Over the next year, EPS is forecast to expand by 4.8%. Assuming the dividend continues along recent trends, we think the payout ratio could be 41% by next year, which is in a pretty sustainable range.
Dividend Volatility
Although the company has a long dividend history, it has been cut at least once in the last 10 years. The dividend has gone from €1.00 in 2012 to the most recent annual payment of €1.25. This implies that the company grew its distributions at a yearly rate of about 2.3% over that duration. We're glad to see the dividend has risen, but with a limited rate of growth and fluctuations in the payments the total shareholder return may be limited.
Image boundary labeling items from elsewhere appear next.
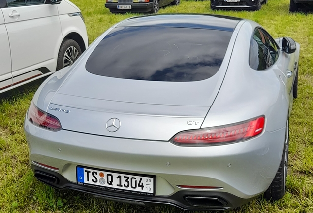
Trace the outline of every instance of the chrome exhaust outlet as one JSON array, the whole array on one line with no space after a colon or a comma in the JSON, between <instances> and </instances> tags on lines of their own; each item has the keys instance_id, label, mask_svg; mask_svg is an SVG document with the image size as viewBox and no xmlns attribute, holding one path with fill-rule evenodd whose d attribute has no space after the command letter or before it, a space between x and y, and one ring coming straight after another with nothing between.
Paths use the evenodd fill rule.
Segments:
<instances>
[{"instance_id":1,"label":"chrome exhaust outlet","mask_svg":"<svg viewBox=\"0 0 313 213\"><path fill-rule=\"evenodd\" d=\"M36 171L35 172L34 175L37 179L45 183L55 184L59 183L59 178L52 175Z\"/></svg>"},{"instance_id":2,"label":"chrome exhaust outlet","mask_svg":"<svg viewBox=\"0 0 313 213\"><path fill-rule=\"evenodd\" d=\"M210 208L225 207L227 202L218 197L187 196L185 199L191 205L197 207Z\"/></svg>"}]
</instances>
We Could See Vienna Insurance Group's Dividend Growing
With a relatively unstable dividend, it's even more important to evaluate if earnings per share is growing, which could point to a growing dividend in the future. It's encouraging to see Vienna Insurance Group has been growing its earnings per share at 6.4% a year over the past five years. Shareholders are getting plenty of the earnings returned to them, which combined with strong growth makes this quite appealing.
In Summary
In summary, it's great to see that the company can raise the dividend and keep it in a sustainable range. While the payout ratios are a good sign, we are less enthusiastic about the company's dividend record. Taking all of this into consideration, the dividend looks viable moving forward, but investors should be mindful that the company has pushed the boundaries of sustainability in the past and may do so again.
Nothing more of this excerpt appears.